"Salah satu penyebabnya karena krisis identitas bagi anak," kata Putu dalam konferensi pers di Mapolres Jakarta Barat, Rabu (3/2/2021).
"Pada saat krisis identitas, mereka akan mengelompokan diri pada kelompok tertentu untuk mudah menguatkan eksistensi mereka," lanjut Putu.
Saat berkelompok, mereka juga akan mempublikasikan aksi kekerasan yang dilakukan kelompoknya. Dari situ, mereka akan merasa dikenal dan menganggap dirinya diakui oleh masyarakat.
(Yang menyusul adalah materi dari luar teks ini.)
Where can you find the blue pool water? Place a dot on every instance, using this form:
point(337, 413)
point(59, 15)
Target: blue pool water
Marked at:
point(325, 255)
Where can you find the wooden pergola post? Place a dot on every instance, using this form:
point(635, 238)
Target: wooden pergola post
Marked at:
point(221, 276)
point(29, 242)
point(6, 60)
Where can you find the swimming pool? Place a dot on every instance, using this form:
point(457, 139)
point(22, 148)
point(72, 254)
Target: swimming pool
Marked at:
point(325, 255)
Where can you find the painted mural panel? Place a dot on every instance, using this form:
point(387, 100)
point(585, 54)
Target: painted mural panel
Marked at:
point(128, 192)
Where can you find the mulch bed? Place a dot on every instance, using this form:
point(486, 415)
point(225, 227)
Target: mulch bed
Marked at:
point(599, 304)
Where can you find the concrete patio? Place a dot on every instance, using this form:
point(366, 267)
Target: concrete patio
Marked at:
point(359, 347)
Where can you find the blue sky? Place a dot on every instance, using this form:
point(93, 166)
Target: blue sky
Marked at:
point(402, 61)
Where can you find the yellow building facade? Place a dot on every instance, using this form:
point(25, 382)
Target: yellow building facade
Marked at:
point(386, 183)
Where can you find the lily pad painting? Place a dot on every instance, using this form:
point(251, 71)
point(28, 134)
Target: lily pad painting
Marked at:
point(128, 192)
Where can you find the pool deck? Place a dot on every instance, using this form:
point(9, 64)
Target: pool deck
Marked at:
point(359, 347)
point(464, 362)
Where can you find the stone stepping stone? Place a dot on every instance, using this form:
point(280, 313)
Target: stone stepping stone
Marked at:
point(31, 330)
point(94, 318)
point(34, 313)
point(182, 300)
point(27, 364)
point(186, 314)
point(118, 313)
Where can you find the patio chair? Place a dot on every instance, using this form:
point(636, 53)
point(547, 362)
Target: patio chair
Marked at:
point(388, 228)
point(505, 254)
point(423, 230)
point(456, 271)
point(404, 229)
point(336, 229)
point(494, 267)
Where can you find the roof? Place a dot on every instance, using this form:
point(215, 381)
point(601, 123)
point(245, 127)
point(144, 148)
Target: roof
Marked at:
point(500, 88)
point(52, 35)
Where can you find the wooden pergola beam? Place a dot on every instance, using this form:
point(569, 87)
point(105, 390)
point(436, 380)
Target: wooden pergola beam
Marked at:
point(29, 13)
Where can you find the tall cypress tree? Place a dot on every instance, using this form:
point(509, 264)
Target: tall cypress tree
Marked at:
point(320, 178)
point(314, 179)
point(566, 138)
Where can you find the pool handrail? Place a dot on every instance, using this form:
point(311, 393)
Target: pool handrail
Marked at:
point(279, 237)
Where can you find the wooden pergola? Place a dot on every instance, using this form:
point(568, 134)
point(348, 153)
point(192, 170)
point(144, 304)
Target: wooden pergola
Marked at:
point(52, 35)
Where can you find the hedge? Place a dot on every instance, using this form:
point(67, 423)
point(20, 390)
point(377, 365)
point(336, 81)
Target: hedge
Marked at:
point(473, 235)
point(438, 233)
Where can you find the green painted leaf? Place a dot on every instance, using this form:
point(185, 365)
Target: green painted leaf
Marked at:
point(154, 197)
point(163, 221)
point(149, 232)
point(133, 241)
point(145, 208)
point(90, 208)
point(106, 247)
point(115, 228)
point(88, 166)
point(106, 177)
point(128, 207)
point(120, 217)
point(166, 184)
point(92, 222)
"Semakin viral eksistensi mereka, mereka dianggap diakui, disegani, dan ditakuti dalam konteks negatif," lanjut dia.
Putu menjelaskan, fenomena tawuran sudah lama ada di Jakarta.
"Di Jakarta sendiri sejak tahun 1968 tawuran sudah dianggap meresahkan," katanya.
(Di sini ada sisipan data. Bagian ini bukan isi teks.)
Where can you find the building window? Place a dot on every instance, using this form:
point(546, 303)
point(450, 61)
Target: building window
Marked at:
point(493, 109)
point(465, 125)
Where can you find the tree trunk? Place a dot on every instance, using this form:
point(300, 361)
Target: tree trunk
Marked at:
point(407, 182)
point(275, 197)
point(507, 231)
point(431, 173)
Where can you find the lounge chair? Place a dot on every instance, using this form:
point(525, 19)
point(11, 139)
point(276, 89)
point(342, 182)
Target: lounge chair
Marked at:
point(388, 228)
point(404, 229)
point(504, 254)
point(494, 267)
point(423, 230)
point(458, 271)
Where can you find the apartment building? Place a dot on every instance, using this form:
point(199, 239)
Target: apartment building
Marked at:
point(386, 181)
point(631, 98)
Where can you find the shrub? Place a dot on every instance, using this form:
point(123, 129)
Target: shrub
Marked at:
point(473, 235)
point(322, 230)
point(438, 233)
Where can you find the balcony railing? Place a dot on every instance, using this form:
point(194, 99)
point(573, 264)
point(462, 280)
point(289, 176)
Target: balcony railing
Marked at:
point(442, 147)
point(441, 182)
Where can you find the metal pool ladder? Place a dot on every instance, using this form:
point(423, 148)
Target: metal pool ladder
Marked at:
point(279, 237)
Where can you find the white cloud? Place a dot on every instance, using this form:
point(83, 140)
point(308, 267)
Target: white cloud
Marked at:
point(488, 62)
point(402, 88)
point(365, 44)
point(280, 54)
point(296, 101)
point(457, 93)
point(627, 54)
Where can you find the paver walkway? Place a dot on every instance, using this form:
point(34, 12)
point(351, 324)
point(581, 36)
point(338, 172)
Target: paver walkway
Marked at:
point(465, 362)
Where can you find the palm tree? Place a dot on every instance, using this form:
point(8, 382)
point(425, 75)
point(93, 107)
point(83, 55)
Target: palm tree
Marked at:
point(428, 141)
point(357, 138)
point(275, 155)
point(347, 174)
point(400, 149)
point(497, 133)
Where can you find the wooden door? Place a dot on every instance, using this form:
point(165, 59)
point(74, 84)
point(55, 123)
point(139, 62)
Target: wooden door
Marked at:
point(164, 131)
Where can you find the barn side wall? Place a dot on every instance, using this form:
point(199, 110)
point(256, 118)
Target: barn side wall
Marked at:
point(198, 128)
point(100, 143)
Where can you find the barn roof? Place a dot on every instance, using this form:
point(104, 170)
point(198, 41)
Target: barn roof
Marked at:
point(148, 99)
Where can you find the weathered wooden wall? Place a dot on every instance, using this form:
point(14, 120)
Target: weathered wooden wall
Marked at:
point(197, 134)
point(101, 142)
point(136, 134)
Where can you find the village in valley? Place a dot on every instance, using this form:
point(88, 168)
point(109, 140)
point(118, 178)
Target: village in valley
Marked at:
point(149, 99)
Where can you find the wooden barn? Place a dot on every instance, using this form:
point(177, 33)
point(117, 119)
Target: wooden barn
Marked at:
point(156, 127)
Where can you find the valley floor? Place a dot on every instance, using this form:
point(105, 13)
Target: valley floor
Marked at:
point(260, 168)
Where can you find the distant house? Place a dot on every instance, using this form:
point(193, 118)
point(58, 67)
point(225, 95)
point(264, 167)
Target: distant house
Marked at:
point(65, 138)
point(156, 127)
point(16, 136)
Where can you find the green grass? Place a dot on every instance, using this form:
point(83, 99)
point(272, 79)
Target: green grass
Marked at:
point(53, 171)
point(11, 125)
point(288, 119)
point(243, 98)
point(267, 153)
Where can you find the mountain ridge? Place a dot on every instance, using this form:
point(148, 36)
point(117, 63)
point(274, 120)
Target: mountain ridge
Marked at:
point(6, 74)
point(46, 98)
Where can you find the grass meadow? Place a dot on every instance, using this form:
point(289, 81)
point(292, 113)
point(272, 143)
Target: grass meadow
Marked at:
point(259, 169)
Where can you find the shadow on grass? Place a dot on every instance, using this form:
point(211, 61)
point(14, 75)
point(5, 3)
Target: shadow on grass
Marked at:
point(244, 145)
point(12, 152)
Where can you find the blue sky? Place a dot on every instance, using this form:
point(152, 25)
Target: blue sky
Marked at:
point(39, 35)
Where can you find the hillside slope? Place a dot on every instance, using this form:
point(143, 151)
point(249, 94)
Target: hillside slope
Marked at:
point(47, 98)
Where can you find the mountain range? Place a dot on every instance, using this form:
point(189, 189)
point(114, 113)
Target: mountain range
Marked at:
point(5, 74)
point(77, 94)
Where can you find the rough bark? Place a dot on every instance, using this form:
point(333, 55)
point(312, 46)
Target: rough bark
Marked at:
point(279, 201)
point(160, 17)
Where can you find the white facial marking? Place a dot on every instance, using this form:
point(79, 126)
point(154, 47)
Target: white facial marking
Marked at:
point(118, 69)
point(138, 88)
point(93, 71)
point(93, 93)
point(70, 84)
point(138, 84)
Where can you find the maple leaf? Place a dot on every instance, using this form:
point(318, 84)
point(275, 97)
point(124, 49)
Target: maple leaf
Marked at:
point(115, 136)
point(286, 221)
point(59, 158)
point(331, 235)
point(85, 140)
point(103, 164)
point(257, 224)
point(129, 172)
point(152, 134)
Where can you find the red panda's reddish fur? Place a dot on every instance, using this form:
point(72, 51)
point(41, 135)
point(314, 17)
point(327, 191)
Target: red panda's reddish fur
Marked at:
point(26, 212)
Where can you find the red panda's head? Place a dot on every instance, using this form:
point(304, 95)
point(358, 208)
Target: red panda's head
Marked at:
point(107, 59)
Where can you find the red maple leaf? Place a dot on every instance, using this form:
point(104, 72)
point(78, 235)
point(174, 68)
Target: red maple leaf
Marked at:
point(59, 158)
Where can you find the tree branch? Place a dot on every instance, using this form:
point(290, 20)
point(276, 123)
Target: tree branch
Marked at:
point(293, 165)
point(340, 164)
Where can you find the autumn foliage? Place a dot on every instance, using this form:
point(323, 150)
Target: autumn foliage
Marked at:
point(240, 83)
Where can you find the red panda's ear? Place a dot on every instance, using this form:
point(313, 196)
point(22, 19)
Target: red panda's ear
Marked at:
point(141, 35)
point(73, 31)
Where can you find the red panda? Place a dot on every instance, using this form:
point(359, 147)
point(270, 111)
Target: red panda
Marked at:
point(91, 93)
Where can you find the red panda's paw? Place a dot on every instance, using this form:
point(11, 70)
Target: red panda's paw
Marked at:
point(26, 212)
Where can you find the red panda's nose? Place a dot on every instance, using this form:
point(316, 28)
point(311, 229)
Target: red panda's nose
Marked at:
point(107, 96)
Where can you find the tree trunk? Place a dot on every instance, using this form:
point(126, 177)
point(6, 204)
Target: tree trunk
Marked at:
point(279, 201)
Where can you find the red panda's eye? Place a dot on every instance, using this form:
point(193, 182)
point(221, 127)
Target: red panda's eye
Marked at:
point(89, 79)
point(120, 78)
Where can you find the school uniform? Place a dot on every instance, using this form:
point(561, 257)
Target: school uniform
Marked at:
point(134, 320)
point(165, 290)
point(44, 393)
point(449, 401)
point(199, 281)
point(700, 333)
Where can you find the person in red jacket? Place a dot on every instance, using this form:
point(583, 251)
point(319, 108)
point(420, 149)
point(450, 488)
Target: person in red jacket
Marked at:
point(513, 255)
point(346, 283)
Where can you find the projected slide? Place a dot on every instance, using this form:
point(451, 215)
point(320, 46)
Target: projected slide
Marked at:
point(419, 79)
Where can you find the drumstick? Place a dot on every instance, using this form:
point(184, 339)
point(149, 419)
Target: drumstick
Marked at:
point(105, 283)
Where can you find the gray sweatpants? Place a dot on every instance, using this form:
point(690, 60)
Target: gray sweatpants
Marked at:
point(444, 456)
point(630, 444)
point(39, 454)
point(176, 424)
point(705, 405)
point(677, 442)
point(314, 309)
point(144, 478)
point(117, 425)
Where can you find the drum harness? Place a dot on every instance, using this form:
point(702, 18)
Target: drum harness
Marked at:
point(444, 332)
Menurut dia, upaya pencegahan tawuran masih lemah. Sementara itu, belakangan ini, tawuran menjadi lebih sering dilakukan dengan adanya media sosial. Kelompok-kelompok anak muda dapat terlibat saling ejek di media sosial kemudian berujung dengan tawuran.
"Untuk saling bully dimulai online dan berakhir di offline, dengan tawuran," katanya.
Pola tersebut yang terjadi dalam tawuran antarkelompok di Tambora pada Kamis pekan lalu. Tawuran tersebut menewaskan seorang anak berinisial R (16).
Ada dua geng motor yang terlibat dalam tawuran tersebut, yakni Geng Balok yang berlokasi di Tambora dan Geng Pesisir 301 Jakarta Utara. Kapolres Jakarta Barat Kombes Pol Ady Wibowo menyampaikan, tawuran diawali dengan saling menantang di media sosial.
"Diawali dengan saling menantang di media sosial antara Geng Balok yang berada di Tambora dan Geng Pesisir 301 yang ada di Jakarta Utara," kata Ady, Rabu lalu.
Kedua kelompok kemudian bersepakat untuk bertemu pada Kamis dini hari, sekitar pukul 04.00 WIB.